能力と否定性

たとえば、好きな人に大事なことを伝えようとするとき(ま、いろいろ留保つきの表現ですが……)、その人がさほど親しくなく、メールで呼び出したりできないばあい、まずその人の姿を捜してまわるわけですが、いざ見つけたとして、果敢にもその人に、よく話したこともない顔見知り程度のその人に、いきなり話しかけていく自信が僕にはない。てか実際できない。まあ半分は思い出話である。もう半分はアクチュアルな話題として語られている。まあそれはそれとして。
ひとのアビリティってのはこういう機会に画定されていくものだと思う。つまり、なにかが「できない」と判明したときに、能力という概念が意味をもちはじめる。能力は「限界づけられる」という一種の否定をこうむったとき、はじめて能力たりえる。無際限の能力などというものは能力として語る価値をもたない――せいぜい、他の、能力のいくぶん劣った者と比較するときに役立つくらいである。
つまりこう言いたい。能力というのは、なにかが「できる」というよりも多く、なにが「できない」かに焦点を注いだ表現なのだろうと。いやそれは事実でない。彼女は英語ができる、彼はプログラミングができる、ベースが弾ける。ポジティヴに能力を語る場面はいくらでもある。

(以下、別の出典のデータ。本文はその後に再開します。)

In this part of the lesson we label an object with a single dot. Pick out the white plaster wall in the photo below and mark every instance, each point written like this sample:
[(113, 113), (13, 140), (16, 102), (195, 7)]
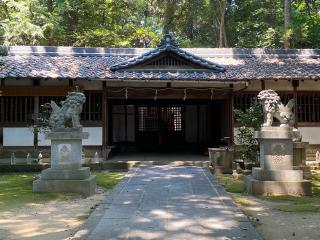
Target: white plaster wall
[(18, 82), (89, 85), (54, 82), (17, 137), (280, 85), (255, 85), (310, 134), (309, 85), (95, 137)]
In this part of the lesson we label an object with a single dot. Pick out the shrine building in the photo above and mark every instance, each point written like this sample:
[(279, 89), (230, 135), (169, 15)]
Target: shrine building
[(166, 98)]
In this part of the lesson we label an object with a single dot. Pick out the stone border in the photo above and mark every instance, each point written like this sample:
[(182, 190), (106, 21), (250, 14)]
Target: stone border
[(227, 200), (86, 228)]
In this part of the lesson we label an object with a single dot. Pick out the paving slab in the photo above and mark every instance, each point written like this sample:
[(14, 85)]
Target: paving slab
[(171, 202)]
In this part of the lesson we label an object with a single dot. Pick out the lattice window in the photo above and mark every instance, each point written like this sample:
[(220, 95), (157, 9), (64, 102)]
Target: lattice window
[(308, 107), (166, 118), (148, 119), (244, 101), (16, 109), (92, 109)]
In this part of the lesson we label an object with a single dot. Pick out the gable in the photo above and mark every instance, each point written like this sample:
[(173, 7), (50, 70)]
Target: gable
[(168, 61), (168, 56)]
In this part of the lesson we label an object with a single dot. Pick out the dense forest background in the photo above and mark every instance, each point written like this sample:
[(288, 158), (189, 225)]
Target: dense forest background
[(140, 23)]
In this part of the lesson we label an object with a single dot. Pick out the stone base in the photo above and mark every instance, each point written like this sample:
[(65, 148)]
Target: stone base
[(306, 171), (274, 175), (221, 170), (86, 187), (256, 187), (65, 174)]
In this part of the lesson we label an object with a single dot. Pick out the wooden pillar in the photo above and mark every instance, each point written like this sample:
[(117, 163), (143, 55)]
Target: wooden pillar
[(231, 113), (1, 115), (263, 85), (295, 84), (35, 116), (105, 122)]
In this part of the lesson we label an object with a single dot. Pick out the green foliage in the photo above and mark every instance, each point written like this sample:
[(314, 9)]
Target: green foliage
[(16, 190), (140, 23), (299, 203), (108, 180), (249, 121), (230, 183)]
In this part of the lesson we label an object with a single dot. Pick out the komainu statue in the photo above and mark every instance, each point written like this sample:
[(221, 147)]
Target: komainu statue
[(68, 115), (273, 108)]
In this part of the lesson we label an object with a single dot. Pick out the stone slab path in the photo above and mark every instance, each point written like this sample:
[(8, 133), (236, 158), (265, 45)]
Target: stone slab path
[(165, 202)]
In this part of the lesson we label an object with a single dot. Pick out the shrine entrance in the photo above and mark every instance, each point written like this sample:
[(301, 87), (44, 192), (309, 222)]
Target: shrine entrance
[(160, 126), (168, 125)]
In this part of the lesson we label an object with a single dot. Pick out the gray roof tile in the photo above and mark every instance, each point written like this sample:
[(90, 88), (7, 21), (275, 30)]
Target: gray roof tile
[(247, 67)]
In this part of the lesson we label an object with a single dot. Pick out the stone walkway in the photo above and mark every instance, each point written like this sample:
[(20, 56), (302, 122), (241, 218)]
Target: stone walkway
[(165, 202)]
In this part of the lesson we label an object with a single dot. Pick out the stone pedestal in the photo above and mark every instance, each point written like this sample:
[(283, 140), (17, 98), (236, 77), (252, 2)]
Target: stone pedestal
[(221, 159), (276, 174), (299, 159), (66, 173)]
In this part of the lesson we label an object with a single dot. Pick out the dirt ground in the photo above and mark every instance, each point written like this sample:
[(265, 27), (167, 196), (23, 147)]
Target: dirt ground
[(53, 220), (273, 224), (58, 220)]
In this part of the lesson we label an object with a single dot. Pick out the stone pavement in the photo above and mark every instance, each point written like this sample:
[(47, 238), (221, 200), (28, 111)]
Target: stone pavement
[(165, 202)]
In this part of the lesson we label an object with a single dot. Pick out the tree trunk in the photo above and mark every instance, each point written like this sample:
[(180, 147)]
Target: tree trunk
[(287, 23), (222, 30), (169, 15)]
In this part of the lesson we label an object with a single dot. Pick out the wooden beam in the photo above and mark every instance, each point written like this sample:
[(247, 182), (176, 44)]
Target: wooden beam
[(105, 122), (35, 116), (35, 90)]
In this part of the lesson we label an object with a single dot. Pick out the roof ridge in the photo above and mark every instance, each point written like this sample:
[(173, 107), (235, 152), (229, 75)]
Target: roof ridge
[(133, 52)]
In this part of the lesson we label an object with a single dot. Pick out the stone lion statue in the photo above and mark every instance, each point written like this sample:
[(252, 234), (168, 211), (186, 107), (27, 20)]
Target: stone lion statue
[(68, 112), (273, 108)]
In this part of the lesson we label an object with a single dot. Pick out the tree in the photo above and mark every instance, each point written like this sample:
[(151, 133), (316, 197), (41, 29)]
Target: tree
[(287, 24), (249, 120)]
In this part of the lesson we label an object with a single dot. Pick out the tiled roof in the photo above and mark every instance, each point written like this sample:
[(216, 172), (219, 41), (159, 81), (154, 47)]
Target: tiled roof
[(94, 64), (168, 44)]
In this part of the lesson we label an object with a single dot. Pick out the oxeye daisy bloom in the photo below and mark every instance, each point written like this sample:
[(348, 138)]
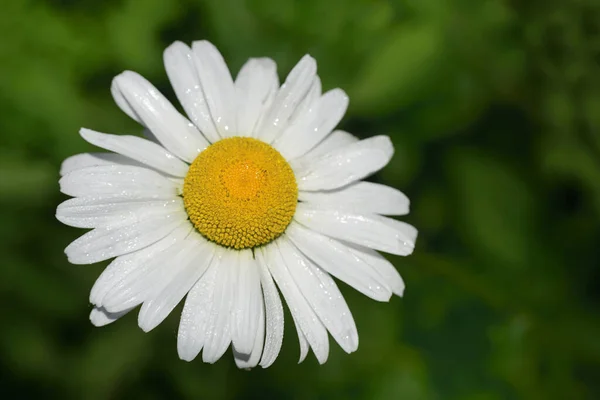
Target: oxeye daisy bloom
[(252, 196)]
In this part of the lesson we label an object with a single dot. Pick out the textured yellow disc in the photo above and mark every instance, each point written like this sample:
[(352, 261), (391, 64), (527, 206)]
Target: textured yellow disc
[(240, 193)]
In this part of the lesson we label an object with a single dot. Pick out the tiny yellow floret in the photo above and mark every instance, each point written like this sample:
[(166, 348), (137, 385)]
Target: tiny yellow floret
[(240, 193)]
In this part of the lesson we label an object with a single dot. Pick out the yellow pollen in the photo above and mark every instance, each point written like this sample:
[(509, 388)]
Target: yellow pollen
[(240, 193)]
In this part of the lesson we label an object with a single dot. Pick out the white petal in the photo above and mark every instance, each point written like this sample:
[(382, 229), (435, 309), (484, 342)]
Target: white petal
[(251, 360), (85, 160), (101, 317), (218, 324), (191, 335), (179, 63), (248, 302), (95, 212), (324, 114), (345, 165), (176, 281), (289, 96), (336, 140), (303, 314), (337, 259), (127, 181), (156, 113), (136, 148), (217, 85), (103, 243), (305, 108), (256, 85), (373, 231), (274, 313), (360, 197), (383, 267), (136, 286), (303, 342), (135, 263), (323, 295)]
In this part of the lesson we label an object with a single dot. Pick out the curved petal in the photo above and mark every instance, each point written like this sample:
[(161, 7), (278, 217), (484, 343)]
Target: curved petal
[(325, 113), (323, 295), (338, 259), (85, 160), (256, 85), (289, 96), (217, 86), (373, 231), (138, 149), (95, 212), (365, 197), (218, 324), (156, 113), (191, 335), (303, 314), (175, 282), (111, 180), (345, 165), (136, 286), (251, 360), (336, 140), (248, 303), (134, 264), (274, 313), (101, 317), (103, 243), (179, 63), (382, 265)]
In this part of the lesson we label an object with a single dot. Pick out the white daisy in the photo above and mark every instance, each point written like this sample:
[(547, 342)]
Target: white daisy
[(254, 195)]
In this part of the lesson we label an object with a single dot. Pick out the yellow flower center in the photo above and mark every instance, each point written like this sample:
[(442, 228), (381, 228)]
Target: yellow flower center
[(240, 193)]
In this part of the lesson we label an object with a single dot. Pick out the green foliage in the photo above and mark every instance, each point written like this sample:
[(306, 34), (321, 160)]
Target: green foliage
[(494, 110)]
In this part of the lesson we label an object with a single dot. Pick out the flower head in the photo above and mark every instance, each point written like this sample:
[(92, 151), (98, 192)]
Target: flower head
[(254, 195)]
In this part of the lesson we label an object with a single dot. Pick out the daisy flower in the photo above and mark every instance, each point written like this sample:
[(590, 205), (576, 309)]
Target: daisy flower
[(252, 196)]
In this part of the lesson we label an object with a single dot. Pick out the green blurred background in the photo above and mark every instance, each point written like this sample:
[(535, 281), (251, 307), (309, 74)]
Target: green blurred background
[(494, 110)]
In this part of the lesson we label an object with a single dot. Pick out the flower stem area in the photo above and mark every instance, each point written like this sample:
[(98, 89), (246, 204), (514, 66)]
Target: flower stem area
[(493, 108)]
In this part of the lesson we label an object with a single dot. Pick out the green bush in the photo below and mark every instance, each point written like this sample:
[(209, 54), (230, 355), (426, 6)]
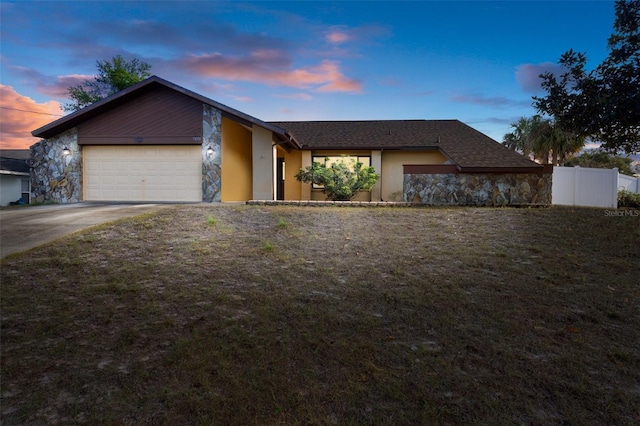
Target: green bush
[(340, 181), (628, 199)]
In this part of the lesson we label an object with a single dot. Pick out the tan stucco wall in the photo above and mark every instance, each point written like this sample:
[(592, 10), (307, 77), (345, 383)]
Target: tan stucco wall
[(263, 164), (387, 163), (392, 177), (236, 170)]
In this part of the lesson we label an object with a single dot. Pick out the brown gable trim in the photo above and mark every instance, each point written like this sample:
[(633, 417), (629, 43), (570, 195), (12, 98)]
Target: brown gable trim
[(437, 169), (430, 169), (75, 118)]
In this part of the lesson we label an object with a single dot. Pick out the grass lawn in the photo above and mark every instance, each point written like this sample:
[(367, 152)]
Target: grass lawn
[(254, 315)]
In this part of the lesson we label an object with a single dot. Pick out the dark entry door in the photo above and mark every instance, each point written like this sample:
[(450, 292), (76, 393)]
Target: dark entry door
[(280, 179)]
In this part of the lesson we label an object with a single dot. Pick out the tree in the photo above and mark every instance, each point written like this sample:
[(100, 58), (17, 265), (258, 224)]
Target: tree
[(542, 138), (603, 104), (340, 181), (113, 76), (602, 160)]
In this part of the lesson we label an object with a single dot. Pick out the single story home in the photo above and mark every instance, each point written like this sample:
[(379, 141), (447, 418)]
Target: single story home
[(156, 141), (14, 177)]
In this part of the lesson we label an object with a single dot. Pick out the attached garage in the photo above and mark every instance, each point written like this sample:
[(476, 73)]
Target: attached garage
[(142, 173)]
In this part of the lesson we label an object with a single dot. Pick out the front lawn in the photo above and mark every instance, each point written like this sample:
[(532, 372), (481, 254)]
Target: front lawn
[(249, 315)]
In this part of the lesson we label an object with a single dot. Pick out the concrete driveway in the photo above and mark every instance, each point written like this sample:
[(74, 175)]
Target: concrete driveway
[(28, 227)]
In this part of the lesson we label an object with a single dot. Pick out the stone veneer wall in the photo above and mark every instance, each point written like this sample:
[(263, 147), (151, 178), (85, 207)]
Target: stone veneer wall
[(482, 189), (55, 176), (211, 164)]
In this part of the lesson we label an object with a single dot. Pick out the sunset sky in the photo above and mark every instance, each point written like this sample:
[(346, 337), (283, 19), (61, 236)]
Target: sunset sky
[(475, 61)]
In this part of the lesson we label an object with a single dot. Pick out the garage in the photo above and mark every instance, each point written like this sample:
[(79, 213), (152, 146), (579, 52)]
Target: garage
[(170, 173)]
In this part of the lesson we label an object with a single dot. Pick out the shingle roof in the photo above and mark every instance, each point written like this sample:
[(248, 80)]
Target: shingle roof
[(467, 147), (14, 165)]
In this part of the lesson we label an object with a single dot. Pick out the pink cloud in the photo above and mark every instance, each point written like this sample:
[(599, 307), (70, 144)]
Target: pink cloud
[(273, 68), (20, 115), (489, 101), (528, 75), (55, 87), (337, 37)]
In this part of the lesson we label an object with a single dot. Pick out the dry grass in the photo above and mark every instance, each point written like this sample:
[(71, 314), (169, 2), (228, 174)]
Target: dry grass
[(273, 315)]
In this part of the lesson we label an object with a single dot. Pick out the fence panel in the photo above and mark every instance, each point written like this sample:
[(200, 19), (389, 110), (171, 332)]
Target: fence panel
[(578, 186), (629, 183)]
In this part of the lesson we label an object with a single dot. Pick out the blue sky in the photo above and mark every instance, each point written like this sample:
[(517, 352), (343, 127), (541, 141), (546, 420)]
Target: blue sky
[(476, 61)]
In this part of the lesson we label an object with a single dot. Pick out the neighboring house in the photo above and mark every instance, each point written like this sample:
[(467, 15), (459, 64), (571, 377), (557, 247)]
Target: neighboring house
[(14, 176), (157, 141)]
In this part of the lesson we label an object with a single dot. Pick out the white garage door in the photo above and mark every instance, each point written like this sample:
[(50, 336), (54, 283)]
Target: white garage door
[(142, 173)]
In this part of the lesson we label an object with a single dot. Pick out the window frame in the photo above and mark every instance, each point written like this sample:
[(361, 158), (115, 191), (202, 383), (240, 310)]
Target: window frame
[(322, 159)]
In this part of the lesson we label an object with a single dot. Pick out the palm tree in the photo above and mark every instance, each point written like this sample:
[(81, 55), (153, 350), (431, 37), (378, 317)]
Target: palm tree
[(542, 138)]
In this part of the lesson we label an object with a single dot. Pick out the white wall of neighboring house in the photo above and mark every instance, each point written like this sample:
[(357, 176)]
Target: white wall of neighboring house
[(590, 187), (11, 187), (629, 183)]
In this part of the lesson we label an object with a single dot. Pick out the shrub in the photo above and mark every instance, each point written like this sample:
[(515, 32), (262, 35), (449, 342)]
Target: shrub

だがそれは他人と比較するときのみではないだろうか。自分の能力というものを考えるとき、そこにはつねに否定性がつきまとうように見える。僕は英語ができないから、 TOEIC で 600 点以上取れるようになりたい。論理的思考力に欠けるから、これを伸ばしたい。今のままだと志望大学に受からないから、もっと努力しよう。人と話すのが下手だから、どうにかせねば、 etc. 。自分からみてずいぶん「能力ある」ように見える人でも、みずからの“無能”に悩んでいることはある。
うーん、人間は(あるいは若者は)自分のできないところばかり見つめるという話ではあるのかもしれない。だとすれば、自分のポジティヴな側面での能力について語らしめる(いくぶん歪んだ?)鏡としての他者の意義をぼくは強調したくなるだろう。うーん。自分のできないところに目を向けるのは、自然でもあるし、また自分が成長(といって悪ければ、変化)していくのに役立つ。と同時に、自分になにができるかに注目することもまた大事だとは言いたい。おおざっぱに整理すれば、自分のネガティヴな面に目を向けることは、私的生活において役立つが、自分のポジティヴな面に目を向けることは、公的生活において役立つ、というふうになろうか。